Menurutnya, dampak sosial dan budaya dari investasi yang dilakukan di destinasi TWC dilakukan. "Bahwa social return on investment (SROI) sangat penting dipertimbangkan. Di sini kita tidak hanya menghitung pendapatan dari jumlah wisatawan, namun juga kontribusi pariwisata terhadap peningkatan kebahagiaan warga, penguatan kohesi sosial dan identitas kultural," paparnya.

Febrina mengungkapkan, selama 80 tahun Indonesia merdeka, pariwisata dan budaya Nusantara berkembang dari potensi lokal menjadi kekuatan nasional yang diakui dunia. Pada awal kemerdekaan fokus utama ada pada penguatan identitas sehingga pariwisata belum menjadi prioritas, tetapi pondasi pengelolaan destinasi warisan budaya mulai dibangun.

"Memasuki era pembangunan, pariwisata dikelola sebagai sumber devisa penting. Program seperti Visit Indonesia Year dan pembangunan infrastruktur memperkenalkan destinasi unggulan seperti Bali, Yogyakarta, dan Danau Toba. Promosi warisan budaya mulai diperkenalkan ke tingkat
internasional. Dan, pada era masa kini, strategi pariwisata bergeser dari promosi konvensional ke branding global Wonderful Indonesia dengan dukungan teknologi digital. Destinasi super prioritas seperti Borobudur, Labuan Bajo, Mandalika, dan Likupang dikembangkan," tuturnya.
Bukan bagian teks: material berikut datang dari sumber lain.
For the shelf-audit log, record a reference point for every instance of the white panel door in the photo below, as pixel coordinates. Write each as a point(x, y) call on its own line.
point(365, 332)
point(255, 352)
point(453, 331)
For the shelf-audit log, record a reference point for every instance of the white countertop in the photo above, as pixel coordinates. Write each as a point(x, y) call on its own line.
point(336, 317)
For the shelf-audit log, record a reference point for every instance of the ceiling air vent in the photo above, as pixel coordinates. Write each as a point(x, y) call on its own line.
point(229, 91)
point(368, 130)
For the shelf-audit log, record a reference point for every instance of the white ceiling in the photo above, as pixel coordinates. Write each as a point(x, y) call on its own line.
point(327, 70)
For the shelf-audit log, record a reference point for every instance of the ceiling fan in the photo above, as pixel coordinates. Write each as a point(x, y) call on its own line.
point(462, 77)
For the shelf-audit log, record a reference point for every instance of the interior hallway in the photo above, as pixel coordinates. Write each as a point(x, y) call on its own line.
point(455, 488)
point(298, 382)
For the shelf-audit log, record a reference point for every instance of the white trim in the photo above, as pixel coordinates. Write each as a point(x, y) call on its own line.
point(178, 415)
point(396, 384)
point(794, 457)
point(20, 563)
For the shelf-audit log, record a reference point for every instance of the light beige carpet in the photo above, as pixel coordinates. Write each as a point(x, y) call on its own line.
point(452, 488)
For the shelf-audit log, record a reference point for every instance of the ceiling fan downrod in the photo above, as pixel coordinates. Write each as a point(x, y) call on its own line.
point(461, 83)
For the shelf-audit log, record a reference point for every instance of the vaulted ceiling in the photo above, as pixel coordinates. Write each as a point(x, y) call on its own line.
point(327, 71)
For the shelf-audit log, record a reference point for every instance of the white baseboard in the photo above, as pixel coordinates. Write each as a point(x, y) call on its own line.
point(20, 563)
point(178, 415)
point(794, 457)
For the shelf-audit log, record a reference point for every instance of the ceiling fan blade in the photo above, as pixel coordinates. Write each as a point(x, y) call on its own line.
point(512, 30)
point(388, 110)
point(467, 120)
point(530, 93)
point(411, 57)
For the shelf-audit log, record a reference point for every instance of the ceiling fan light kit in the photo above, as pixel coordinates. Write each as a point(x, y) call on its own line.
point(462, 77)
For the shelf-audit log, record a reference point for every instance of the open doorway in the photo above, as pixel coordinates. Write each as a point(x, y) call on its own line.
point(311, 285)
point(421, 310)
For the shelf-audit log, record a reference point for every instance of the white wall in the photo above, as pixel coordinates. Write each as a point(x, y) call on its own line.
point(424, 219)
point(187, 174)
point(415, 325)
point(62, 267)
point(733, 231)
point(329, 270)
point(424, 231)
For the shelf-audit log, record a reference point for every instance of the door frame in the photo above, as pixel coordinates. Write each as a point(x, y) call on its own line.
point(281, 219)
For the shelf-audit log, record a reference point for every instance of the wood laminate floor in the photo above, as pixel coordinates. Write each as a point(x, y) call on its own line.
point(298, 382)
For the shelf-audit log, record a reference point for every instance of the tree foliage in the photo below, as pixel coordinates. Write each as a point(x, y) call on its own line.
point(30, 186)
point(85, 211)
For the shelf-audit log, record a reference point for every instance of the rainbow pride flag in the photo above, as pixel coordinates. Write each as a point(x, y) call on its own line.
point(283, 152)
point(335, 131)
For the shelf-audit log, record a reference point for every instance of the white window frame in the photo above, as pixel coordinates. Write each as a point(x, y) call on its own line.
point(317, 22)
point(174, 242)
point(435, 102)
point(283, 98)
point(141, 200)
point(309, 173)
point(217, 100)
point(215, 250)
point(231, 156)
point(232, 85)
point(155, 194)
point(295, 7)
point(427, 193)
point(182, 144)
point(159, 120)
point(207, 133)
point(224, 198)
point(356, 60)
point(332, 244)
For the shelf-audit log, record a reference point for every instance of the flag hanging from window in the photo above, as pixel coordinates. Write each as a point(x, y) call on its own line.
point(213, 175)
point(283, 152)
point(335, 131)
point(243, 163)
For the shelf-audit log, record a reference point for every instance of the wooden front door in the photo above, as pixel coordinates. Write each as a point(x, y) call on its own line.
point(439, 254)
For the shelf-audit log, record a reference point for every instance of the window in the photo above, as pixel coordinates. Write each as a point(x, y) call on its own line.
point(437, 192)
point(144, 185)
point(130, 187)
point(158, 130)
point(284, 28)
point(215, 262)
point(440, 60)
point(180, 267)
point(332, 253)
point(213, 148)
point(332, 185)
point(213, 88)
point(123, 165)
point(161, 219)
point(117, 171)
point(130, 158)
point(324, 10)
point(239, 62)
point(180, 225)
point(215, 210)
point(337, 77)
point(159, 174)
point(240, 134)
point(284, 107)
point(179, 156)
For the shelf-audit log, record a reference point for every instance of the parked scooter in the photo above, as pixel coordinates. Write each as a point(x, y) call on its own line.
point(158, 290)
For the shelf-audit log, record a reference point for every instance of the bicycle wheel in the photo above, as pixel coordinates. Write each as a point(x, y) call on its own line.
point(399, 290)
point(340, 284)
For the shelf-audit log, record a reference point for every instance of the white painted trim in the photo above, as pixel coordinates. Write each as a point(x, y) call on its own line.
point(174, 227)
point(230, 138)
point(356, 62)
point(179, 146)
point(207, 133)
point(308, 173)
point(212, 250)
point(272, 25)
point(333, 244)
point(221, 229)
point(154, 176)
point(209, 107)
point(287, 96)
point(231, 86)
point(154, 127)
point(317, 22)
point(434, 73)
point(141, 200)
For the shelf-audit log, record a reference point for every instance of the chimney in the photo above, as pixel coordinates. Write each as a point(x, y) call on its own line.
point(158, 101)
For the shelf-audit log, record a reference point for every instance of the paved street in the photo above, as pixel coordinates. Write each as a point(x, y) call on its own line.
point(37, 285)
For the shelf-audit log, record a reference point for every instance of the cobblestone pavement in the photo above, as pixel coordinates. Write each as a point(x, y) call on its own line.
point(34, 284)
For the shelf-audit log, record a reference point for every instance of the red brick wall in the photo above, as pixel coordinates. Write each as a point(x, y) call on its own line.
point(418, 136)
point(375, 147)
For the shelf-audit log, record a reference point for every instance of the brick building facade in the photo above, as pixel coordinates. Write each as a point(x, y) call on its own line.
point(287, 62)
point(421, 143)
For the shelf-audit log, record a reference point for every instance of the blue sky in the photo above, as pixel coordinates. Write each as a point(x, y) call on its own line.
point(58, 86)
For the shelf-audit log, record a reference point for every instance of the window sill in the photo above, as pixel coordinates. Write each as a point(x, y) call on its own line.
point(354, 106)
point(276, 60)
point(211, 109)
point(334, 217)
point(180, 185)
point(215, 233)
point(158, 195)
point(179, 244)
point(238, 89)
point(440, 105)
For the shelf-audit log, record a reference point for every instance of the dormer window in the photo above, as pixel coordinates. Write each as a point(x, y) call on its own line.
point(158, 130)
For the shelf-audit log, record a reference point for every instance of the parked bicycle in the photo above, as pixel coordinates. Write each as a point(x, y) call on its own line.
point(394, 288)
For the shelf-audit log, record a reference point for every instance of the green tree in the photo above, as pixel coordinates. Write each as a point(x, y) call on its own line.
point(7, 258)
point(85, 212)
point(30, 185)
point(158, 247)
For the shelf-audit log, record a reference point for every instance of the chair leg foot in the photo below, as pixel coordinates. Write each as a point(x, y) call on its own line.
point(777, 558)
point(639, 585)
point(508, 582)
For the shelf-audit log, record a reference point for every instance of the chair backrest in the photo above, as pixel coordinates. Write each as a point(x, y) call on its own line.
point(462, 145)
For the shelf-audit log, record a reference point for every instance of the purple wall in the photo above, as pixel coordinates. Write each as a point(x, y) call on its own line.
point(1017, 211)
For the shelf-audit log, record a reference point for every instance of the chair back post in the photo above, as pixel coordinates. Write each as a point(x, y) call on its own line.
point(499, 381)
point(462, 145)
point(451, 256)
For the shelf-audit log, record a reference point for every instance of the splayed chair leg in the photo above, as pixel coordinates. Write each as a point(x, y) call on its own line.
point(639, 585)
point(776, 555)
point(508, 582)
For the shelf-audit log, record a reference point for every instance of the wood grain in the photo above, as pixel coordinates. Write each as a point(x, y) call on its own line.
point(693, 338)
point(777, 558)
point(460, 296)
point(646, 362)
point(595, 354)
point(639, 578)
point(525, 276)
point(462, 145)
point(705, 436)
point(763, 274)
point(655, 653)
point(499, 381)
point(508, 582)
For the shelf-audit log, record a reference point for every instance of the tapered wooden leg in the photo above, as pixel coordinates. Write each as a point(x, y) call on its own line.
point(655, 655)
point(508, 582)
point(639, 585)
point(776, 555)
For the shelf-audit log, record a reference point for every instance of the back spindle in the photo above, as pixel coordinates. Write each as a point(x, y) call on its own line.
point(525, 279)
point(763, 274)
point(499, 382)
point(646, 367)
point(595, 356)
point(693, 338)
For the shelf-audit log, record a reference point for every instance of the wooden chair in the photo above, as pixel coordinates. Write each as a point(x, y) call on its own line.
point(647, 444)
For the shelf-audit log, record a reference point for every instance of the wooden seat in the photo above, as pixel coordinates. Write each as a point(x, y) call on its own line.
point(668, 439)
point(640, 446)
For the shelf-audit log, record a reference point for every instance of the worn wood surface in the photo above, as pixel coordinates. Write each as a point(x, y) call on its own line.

Maka, lanjutnya, pariwisata berbasis komunitas, ekowisata, dan pelestarian budaya mendapatkan perhatian, terutama pasca-pandemi, dengan fokus pada kualitas wisatawan dan keberlanjutan lingkungan. "Perjalanan ini menunjukkan bahwa pariwisata dan budaya Nusantara sebagai jembatan diplomasi budaya, penguat identitas bangsa, dan wahana pelestarian nilai-nilai luhur. Ke depan, keseimbangan antara pertumbuhan ekonomi, kelestarian budaya, dan keberlanjutan alam menjadi kunci agar pariwisata Indonesia tetap relevan dan berdaya saing di panggung global," ujarnya.

Febrina melihat perubahan cara pandang dalam melihat destinasi bukan hanya sebagai objek wisata, tetapi sebagai ruang hidup kultural yang menyatu dengan masyarakat dan lingkungan sekitar. Melalui, lanjutnya, penetapan kebijakan yang inklusif dan inovatif, pihaknya pun berupaya mendorong terciptanya ekosistem pariwisata yang berkelanjutan, berdaya saing, dan bermakna. 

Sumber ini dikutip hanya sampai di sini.